If you’ve heard of one, you’ve probably heard of the other. CMMC vs NIST has long been a question and a debate among cybersecurity professionals and the businesses that need to adhere to their standards.
What is the difference between CMMC and NIST 800-171?
NIST is the National Institute of Standards and Technology, a non-regulatory federal agency that is a part of the U.S. Department of Commerce. According to their website, their mission is to “promote U.S. innovation and industrial competitiveness by advancing measurement science, standards, and technology in ways that enhance economic security and improve our quality of life.”
NIST 800-171 is a special publication that is currently required under Defense Federal Acquisition Regulation Supplement (DFARS) clause 2019-D041. It outlines the recommendations and requirements that companies who handle Controlled Unclassified Information (CUI) needed to meet in order to properly respond to cyberattacks. A basic assessment of NIST 800-171 requires only that you perform a self-assessment and report your score to the Department of Defense (DoD)’s Supplier Performance Risk System (SPRS) portal and attest to it legally.
Over the years, this requirement and those specifically outlined in NIST 800-171 proved to lack the ability to adapt fast enough to the cyber threats that exist in the world today as well as enforcement on its mandated use by Defense Contractors wasn’t working. A new, enforceable, and more comprehensive system was needed to get businesses and contractors prepared to face them.
The Cybersecurity Maturity Model Certification — or CMMC — was first published by the DoD in early 2020 and updated occasionally thereafter. On October 1, 2025, DFARS clause 2019-D041 will end and the updated DFARS clause 252.204-7021 will begin enforcing CMMC requirements.

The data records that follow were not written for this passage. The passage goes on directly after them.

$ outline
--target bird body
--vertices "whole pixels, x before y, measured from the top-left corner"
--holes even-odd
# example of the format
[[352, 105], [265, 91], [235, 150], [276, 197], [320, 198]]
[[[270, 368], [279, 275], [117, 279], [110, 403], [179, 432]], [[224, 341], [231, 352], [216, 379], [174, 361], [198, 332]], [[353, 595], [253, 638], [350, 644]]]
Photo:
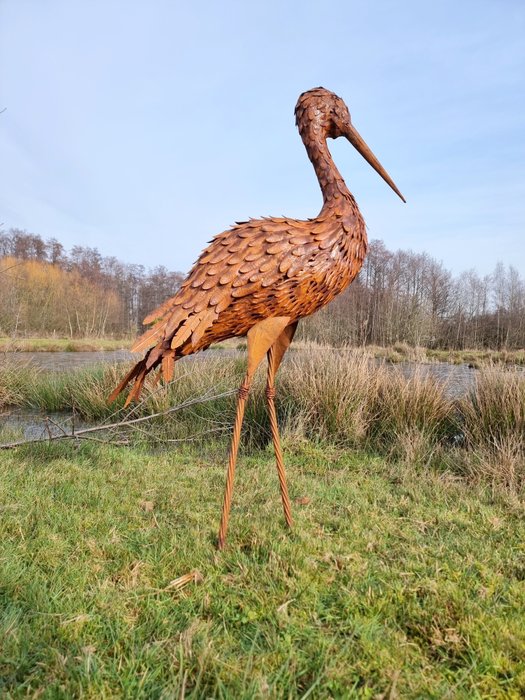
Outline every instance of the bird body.
[[[295, 114], [323, 194], [321, 212], [316, 218], [306, 220], [250, 219], [215, 236], [175, 296], [144, 320], [152, 327], [132, 349], [147, 350], [146, 355], [110, 397], [114, 399], [133, 381], [128, 404], [140, 395], [148, 373], [157, 370], [164, 380], [170, 381], [177, 359], [226, 338], [247, 335], [248, 371], [241, 386], [230, 451], [229, 502], [244, 401], [253, 372], [268, 353], [269, 411], [288, 524], [291, 524], [290, 506], [273, 405], [275, 373], [298, 320], [342, 292], [358, 274], [367, 251], [364, 220], [332, 160], [326, 139], [346, 136], [403, 199], [352, 126], [341, 98], [324, 88], [314, 88], [299, 97]], [[228, 486], [226, 491], [228, 495]], [[224, 544], [229, 514], [227, 495], [220, 546]]]
[[134, 380], [129, 403], [149, 372], [158, 368], [169, 381], [178, 358], [244, 336], [268, 317], [308, 316], [350, 284], [366, 255], [366, 229], [326, 144], [349, 119], [334, 93], [316, 88], [301, 95], [296, 122], [323, 193], [321, 212], [306, 220], [250, 219], [215, 236], [177, 294], [144, 320], [154, 325], [132, 349], [147, 354], [111, 398]]
[[269, 316], [308, 316], [350, 284], [366, 247], [364, 222], [350, 206], [336, 218], [240, 223], [216, 236], [178, 293], [148, 315], [155, 325], [134, 350], [156, 341], [146, 363], [153, 367], [165, 354], [244, 336]]

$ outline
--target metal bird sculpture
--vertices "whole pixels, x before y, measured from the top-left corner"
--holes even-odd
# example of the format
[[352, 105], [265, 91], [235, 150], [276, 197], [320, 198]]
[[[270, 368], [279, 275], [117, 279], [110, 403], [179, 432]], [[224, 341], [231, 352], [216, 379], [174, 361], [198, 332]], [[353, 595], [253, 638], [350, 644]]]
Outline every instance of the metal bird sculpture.
[[275, 412], [275, 374], [299, 319], [342, 292], [361, 269], [367, 251], [365, 222], [332, 160], [327, 138], [345, 136], [405, 201], [352, 125], [340, 97], [322, 87], [308, 90], [299, 97], [295, 117], [323, 193], [319, 215], [305, 221], [250, 219], [215, 236], [175, 296], [145, 318], [144, 323], [152, 327], [132, 350], [147, 352], [110, 397], [115, 399], [134, 382], [127, 405], [139, 397], [150, 372], [157, 370], [169, 382], [179, 358], [226, 338], [247, 336], [248, 364], [237, 400], [219, 549], [224, 547], [228, 528], [245, 403], [255, 370], [265, 355], [266, 398], [281, 498], [286, 523], [292, 525]]

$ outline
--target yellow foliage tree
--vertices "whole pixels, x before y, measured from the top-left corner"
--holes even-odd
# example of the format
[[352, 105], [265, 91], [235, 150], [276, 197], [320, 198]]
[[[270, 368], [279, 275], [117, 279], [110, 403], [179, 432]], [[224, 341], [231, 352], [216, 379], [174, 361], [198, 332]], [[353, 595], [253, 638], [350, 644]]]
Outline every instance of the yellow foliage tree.
[[123, 305], [76, 270], [0, 258], [0, 334], [102, 336], [120, 327]]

CMMC requires that all contractors and subcontractors follow certain processes, procedures, and practices in order to reach the proper amount of cybersecurity to bid on DoD contracts and stay secure. It assesses a company’s implementation of cybersecurity measures as well as the organization’s maturity processes.
CMMC combines recommendations from NIST 800-171 and the DFARS in order to create a complete and comprehensive maturity model spanning five levels, each building off of the requirements of the previous level. These levels range from “Basic Cybersecurity Hygiene” to “Advanced” depending on how much CUI or Federal Contract Information (FCI) a contractor has access to.

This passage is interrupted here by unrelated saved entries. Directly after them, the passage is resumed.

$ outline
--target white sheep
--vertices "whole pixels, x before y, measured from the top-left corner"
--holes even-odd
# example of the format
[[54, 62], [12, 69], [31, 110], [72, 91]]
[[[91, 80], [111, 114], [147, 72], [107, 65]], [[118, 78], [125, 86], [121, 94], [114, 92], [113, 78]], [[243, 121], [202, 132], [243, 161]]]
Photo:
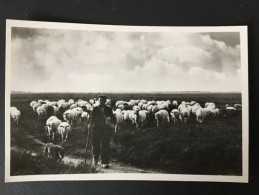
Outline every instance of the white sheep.
[[34, 106], [35, 104], [37, 104], [37, 102], [36, 102], [36, 101], [32, 101], [32, 102], [30, 103], [30, 107], [33, 108], [33, 106]]
[[58, 133], [61, 137], [62, 144], [67, 141], [68, 135], [71, 132], [71, 126], [67, 122], [62, 122], [58, 126]]
[[170, 123], [169, 114], [166, 110], [159, 110], [155, 113], [155, 120], [157, 122], [157, 126], [167, 126]]
[[216, 116], [217, 115], [217, 111], [209, 106], [207, 106], [206, 108], [199, 108], [196, 111], [196, 120], [199, 123], [203, 123], [205, 118], [208, 116]]
[[59, 120], [56, 116], [51, 116], [46, 121], [46, 135], [49, 139], [55, 139], [55, 132], [58, 130], [58, 126], [61, 124], [61, 120]]
[[184, 120], [184, 123], [186, 123], [186, 122], [187, 122], [187, 119], [189, 119], [189, 117], [190, 117], [190, 111], [189, 111], [189, 109], [187, 108], [186, 103], [185, 103], [185, 102], [182, 102], [182, 103], [179, 105], [178, 110], [179, 110], [180, 113], [181, 113], [181, 117], [182, 117], [182, 119]]
[[72, 104], [75, 103], [75, 101], [74, 101], [73, 99], [70, 99], [70, 100], [68, 100], [68, 103], [69, 103], [69, 105], [71, 106]]
[[130, 110], [130, 112], [129, 112], [129, 120], [131, 120], [132, 124], [135, 124], [136, 128], [138, 128], [137, 113], [136, 113], [136, 111]]
[[123, 123], [123, 114], [120, 109], [116, 109], [114, 112], [116, 123], [115, 123], [115, 133], [119, 130], [120, 125]]
[[86, 125], [90, 122], [90, 115], [88, 112], [83, 111], [81, 114], [81, 123]]
[[46, 114], [45, 106], [41, 105], [41, 106], [37, 107], [36, 112], [37, 112], [37, 114], [38, 114], [38, 119], [39, 119], [41, 116], [44, 116], [44, 115]]
[[123, 110], [122, 111], [124, 122], [130, 121], [130, 118], [129, 118], [130, 113], [131, 113], [131, 110]]
[[146, 110], [140, 110], [137, 112], [137, 122], [139, 126], [144, 126], [147, 122], [147, 111]]
[[178, 109], [173, 109], [170, 113], [173, 124], [175, 125], [176, 121], [182, 121], [181, 113]]
[[37, 111], [37, 108], [40, 107], [40, 106], [41, 106], [41, 104], [36, 103], [36, 104], [33, 105], [32, 110], [33, 110], [34, 112], [36, 112], [36, 111]]
[[18, 125], [19, 124], [19, 119], [21, 117], [21, 111], [13, 108], [11, 110], [10, 114], [11, 114], [11, 118], [13, 119], [13, 121]]

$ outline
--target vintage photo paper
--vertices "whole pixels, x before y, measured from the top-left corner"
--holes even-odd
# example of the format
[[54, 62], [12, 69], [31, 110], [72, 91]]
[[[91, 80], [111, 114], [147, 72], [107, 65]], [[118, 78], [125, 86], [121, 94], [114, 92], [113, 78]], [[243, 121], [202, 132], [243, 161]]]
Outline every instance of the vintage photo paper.
[[248, 182], [247, 27], [6, 21], [5, 181]]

For example, you may meet CMMC Level 2 standards but only have a few of the requirements needed for Level 3. You would then earn CMMC Level 2 status. These levels are one of the key differences between CMMC vs NIST 800-171. But it’s not the only one.
CMMC also has the additional requirement that an independent, third-party auditor review your security posture and verify that you are meeting requirements. This means that CMMC goes further and is much stricter than NIST 800-171 in protecting CUI and other sensitive data.
How do I know if my business needs to be CMMC or NIST 800-171 compliant?
Under the existing and new DFARS provisions, all contractors and subcontractors businesses who do business with the DoD and all solicitations and contracts made with the DoD, except those for commercially available off-the-shelf (“COTS”) items, need to meet some level of CMMC compliance. If you are NIST 800-171 compliant, you are well on your way to being CMMC compliant, but you are likely missing a few key requirements. Most businesses aim to reach CMMC Level 3 compliance. NIST requirements do not meet all the requirements needed for Level 3 compliance.
If your company processes FUI, you must meet at least CMMC Level 1 requirements unless your Prime contractor or Government Contracting Officer states otherwise in writing. Companies that provide Commercial-Off-The-Shelf (COTS) products are not required to be CMMC compliant.
How can I get started with becoming CMMC and NIST 800-171 compliant?
The first step to becoming compliant is to understand whether you are looking to optimize toward CMMC vs NIST 800-171 as they do have slightly different requirements. Once you know that, the next step is to undergo a thorough compliance assessment to understand where you currently stand. Take the requirements of the compliance and match them to your current efforts.
Once you know where you stand, you can make a plan to address the gaps and work to set up new practices, technologies, and procedures where needed. Be prepared: this is a large undertaking that requires time and effort. Enlisting the help of a third-party partner can smooth the process and allow your team to remain focused on your business.